The Quadrangle: When did you start playing baseball?
Paul Genners: Around 5 years old.
TQ: Growing up did you play other sports? If so, what made Baseball special for you?
PG: Other than baseball, I played football, basketball, and soccer. Baseball was special to me because I would watch my older brothers’ games every weekend. They have always been my role models, so I wanted to be just like them.
TQ: You’ve played a few of the outfield positions over your three years. Which is your favorite?
PG: I played centerfield for most of my life, but I’m happy wherever I can help out the team.
TQ: What kind of food do you eat on a regular basis to feel healthy?
PG: My diet consists of a ton of protein and carbs. Eggs, chicken, steak and brown rice is probably the main core of it. I try to throw in healthy fats like avocado as well.
TQ: Are all of these options offered by the school? If not, what do you find yourself buying independently?
PG: For the most part, yes. But I can only get in the dining hall four times a week so I find myself buying all of it.
TQ: How has your exercise program evolved over the years? What are you doing now?
PG: My exercise program has become more efficient. Freshman year, I used to make up my own workouts and we all had to lift on our own. Now we are fortunate to be under Coach Pat and Coach Mike, which I think has been extremely beneficial not only us, but all the athletes at Manahattan.

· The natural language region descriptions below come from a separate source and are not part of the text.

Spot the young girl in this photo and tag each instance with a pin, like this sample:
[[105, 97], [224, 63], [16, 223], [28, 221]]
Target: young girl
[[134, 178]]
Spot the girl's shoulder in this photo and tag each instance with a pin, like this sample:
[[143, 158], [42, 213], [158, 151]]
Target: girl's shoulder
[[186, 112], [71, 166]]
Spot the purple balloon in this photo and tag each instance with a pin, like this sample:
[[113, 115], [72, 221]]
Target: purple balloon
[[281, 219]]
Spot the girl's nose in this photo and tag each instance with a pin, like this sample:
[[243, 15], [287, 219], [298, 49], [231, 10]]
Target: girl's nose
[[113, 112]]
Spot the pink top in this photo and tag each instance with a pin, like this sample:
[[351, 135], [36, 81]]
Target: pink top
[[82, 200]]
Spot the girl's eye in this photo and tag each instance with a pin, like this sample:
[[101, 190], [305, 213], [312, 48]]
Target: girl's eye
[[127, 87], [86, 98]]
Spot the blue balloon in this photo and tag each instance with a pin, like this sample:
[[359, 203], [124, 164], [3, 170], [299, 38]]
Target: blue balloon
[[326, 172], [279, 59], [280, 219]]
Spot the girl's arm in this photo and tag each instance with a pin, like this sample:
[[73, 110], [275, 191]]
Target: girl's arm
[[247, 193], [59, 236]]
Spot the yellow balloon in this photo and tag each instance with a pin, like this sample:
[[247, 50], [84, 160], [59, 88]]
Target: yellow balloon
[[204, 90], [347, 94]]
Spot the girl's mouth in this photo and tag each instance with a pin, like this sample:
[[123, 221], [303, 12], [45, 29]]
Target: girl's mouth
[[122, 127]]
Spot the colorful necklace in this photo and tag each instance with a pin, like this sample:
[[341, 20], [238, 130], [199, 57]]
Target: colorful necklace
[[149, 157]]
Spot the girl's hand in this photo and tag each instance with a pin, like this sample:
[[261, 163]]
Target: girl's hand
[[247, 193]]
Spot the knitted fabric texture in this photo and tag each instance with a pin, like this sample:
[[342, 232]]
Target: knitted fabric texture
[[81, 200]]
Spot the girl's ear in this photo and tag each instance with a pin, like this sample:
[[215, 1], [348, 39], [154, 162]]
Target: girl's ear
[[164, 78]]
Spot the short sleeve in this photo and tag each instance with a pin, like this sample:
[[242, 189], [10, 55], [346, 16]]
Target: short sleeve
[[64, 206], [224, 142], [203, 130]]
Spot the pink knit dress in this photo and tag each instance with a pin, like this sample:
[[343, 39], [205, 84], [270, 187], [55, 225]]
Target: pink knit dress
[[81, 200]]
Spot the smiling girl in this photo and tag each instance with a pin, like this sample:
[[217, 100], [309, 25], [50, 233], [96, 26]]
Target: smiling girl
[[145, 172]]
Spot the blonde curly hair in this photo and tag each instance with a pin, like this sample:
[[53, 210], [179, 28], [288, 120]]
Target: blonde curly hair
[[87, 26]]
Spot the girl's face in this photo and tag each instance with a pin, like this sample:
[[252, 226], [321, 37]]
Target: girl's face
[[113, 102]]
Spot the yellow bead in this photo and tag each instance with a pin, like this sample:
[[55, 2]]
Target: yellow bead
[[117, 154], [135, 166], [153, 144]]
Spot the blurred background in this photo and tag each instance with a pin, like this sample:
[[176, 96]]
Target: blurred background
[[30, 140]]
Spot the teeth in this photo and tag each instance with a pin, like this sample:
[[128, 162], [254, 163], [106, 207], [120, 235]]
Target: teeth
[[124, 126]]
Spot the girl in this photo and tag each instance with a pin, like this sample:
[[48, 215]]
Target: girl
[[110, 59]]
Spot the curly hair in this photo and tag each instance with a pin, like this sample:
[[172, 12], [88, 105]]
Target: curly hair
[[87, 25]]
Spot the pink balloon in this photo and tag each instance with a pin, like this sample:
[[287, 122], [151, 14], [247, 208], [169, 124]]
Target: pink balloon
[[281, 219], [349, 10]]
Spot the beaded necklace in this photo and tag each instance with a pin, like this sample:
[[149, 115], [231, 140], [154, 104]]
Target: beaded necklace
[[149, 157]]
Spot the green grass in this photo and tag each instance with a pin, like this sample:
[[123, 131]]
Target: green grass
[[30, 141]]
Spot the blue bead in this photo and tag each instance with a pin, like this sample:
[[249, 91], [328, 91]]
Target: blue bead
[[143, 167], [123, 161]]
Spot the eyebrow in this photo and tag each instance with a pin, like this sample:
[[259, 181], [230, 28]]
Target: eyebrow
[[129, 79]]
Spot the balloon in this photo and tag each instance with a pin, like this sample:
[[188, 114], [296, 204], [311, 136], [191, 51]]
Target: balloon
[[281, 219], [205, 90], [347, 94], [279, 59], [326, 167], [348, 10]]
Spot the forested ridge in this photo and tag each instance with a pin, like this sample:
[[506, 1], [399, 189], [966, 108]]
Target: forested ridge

TQ: Do you feel your eating/exercise routine keep you prepared to play your sport?
PG: Absolutely. We were in the weight room four days a week in the fall which has us feeling strong and healthy now for the spring. A lot of people underestimate the impact that your diet has on not only your performance, but daily life in general.

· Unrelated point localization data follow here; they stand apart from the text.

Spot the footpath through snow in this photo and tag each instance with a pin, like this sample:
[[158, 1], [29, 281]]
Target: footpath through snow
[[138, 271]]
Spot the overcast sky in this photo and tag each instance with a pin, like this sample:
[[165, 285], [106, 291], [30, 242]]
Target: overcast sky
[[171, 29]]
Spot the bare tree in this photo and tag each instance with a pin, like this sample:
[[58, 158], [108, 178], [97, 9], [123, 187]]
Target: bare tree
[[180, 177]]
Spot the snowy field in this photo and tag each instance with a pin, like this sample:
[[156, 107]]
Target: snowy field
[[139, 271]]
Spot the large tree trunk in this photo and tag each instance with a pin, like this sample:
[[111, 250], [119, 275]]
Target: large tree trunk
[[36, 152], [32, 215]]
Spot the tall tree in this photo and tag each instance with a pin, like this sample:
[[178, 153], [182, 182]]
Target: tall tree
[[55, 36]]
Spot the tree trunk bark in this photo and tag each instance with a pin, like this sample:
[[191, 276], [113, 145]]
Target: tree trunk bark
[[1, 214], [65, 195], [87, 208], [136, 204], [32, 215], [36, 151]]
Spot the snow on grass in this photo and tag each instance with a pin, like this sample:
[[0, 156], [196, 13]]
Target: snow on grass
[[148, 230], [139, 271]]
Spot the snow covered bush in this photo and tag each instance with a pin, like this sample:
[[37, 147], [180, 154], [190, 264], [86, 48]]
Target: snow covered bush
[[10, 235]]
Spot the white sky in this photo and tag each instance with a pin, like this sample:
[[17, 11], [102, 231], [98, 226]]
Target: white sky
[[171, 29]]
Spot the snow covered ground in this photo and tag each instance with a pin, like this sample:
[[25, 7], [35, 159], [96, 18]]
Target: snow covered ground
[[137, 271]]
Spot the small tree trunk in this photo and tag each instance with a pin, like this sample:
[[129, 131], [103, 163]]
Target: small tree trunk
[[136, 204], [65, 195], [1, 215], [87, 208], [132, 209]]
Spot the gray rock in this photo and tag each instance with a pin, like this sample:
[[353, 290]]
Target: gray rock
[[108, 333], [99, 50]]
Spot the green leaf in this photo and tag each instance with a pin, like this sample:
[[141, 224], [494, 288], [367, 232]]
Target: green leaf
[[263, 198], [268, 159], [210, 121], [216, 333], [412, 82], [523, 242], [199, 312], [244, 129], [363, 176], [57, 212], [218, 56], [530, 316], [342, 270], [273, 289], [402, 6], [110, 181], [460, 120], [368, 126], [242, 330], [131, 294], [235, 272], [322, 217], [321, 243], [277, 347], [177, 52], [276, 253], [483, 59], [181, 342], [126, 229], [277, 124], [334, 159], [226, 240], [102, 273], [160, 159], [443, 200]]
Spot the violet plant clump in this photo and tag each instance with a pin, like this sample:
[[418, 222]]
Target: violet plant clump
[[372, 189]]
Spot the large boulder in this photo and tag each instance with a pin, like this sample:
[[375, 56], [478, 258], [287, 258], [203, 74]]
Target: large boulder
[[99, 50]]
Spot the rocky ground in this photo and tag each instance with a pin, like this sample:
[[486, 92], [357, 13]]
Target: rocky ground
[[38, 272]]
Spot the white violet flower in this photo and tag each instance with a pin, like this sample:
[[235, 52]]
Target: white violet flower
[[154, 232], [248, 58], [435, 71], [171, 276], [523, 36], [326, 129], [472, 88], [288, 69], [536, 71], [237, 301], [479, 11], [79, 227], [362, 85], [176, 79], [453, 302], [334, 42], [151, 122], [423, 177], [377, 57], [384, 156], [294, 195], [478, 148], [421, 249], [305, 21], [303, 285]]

TQ: Whats the most important thing you do to stay healthy?
PG: The two most important things I’ve learned is to listen to my body and to communicate. For example, if you roll your ankle at practice in the morning, its probably not a great idea to max out on squat that afternoon. There is a difference between working through soreness and pushing through an injury. All of my coaches respect us and recognize that we are aware of this. If we communicate with them about something, they know that it’s in the best interest of our health and the team’s.
TQ: What is the hardest part about managing your workouts/practices with your school work?
PG: The hardest part is getting a decent amount of sleep.
TQ: How do you feel two weeks into your season and what do you expect from this team?
PG: We are feeling really good as a team. We have a lot of talent with a great coaching staff and as long as we continue to stick together I think we have what it takes to still be playing well into the summer.